Oto co po zakończeniu środowego spotkania mieli do przekazania selekcjonerzy obydwu reprezentacji: Janusz Białek oraz Luigi Di Biagio.
Luigi Di Biagio (selekcjoner Włoch U-20): W mojej ocenie Reprezentacja Włoch w pierwszej połowie prezentowała się lepiej od Polaków. W drugiej połowie to Polacy byli lepszą drużyną ale to nam udalo się zdobyć drugiego gola. Udało nam się wywieźć szczęśliwe zwycięstwo z czego jesteśmy bardzo zadowoleni.
Janusz Białek (selekcjoner Polski U-20): Uważam, że dla końcowego wyniku meczu miała znaczenie ta niesczęśliwie stracona przez nas bramka. Ona do końca pierwszej połowy wprowadziła w nasze poczynania nerwowość i moi zawodnicy nie umieli się po niej pozbierać.
W przerwie udało nam się to wszystko uspokoić i odbudować morale drużyny.
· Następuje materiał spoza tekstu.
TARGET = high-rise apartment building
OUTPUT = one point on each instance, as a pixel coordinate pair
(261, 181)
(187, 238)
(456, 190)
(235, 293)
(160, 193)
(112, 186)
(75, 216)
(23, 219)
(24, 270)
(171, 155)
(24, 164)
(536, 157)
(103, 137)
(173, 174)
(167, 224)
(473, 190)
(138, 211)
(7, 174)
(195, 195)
Na drugą część spotkania drużyna wyszła już skoncentrowana i zaczęły te nasze akcje być bardziej „płynne”. Udało nam się wyrównać stan meczu i wtedy wydawało nam się, że będziemy mogli powalczyć o zwycięstwo. Niestety popełniliśmy „szkolny błąd” po którym straciliśmy drugiego gola.
Trochę zabrakło zimnej krwi, bo mieliśmy w pamięci wtorkowe spotkanie Polski z Niemcami i podobną sytuację jaką miał Bereszyński w końcówce dzisiejszego spotkania. Ja się cieszę, że możemy grać z tak renomowanymi przeciwnikami i o takiej „sile rażenia”. Mam nadzieję, że takie lekcje dla naszych zawodników będą w przyszłości korzystne i dające sporo do myślenia.
Uważam, że w chwili gdy Ci chłopcy będą powoływani już do pierwszej reprezentacji to takich błędów już nie będą popełniać.